1974-S and P cents in rolls?
- Published: Sep 10, 2011, 8 PM
I have some machine-packaged rolls of Uncirculated 1974 Lincoln cents. One roll contains 31 1974 cents and 19 1974-S cents. Is this a unique or common occurrence?
Privately packaged cent rolls with a mix of 1974 Philadelphia Mint and San Francisco Assay Office strikes are not uncommon.
In The Complete Guide to Lincoln Cents, David W. Lange explains:
“During 1974, the Mint was once again pressed for an answer as to why banks couldn’t obtain enough cents to meet their customers’ needs.
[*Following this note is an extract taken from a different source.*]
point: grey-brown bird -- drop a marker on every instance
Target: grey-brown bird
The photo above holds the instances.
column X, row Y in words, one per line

While the real reason lay in the cent’s obsolescence (it simply wasn’t worth enough to bother carrying and recirculating), Mint Director Mary Brooks revived that old argument from the 1960s that coin collectors were to blame. In a gracious turn, she did distinguish between legitimate collectors and mindless speculators, blaming the latter for hoarding cents in general but S-Mint cents in particular:
‘I think that the offering of a $50 bag of 1974-S cents by coin dealers for $475 is highway robbery. There will be no further release of 1974-S cents, although we are going to produce, and will continue to produce, a quota of 400,000,000 1974-S cents. These cents will be placed in inventory and will not be issued for immediate circulation.’
“To foil speculators, Director Brooks ordered that cents from the San Francisco [Assay Office] be mixed with those of the other mints in unlabeled bags before being shipped to the Federal Reserve Banks. This action, plus her announcement that no more cents would be coined in San Francisco, only intensified the hunt for 1974-S cents, and huge quantities were indeed captured by speculators who simply separated them when found in mixed bags of cents and assembled their own rolls. Mrs. Brooks addressed the American Numismatic Association Convention on August 17, 1974, commenting on the status of S-Mint cents:
‘I, of course, cannot continue to argue for production of a circulating coin that, in fact, does not widely circulate. Add to this the tactics of a few selfish coin dealers and you can see why I may not, in good conscience, be able to support the production of ‘S’ cents next year.’”
As it turned out, the 1974-S Lincoln cents were the last circulating cents to bear the S Mint mark, but not the last circulation cents struck there. Lincoln cents were struck at the San Francisco facility for circulation from 1978 to 1983 but bear no Mint marks, thus making them indistinguishable from Philadelphia Mint strikes.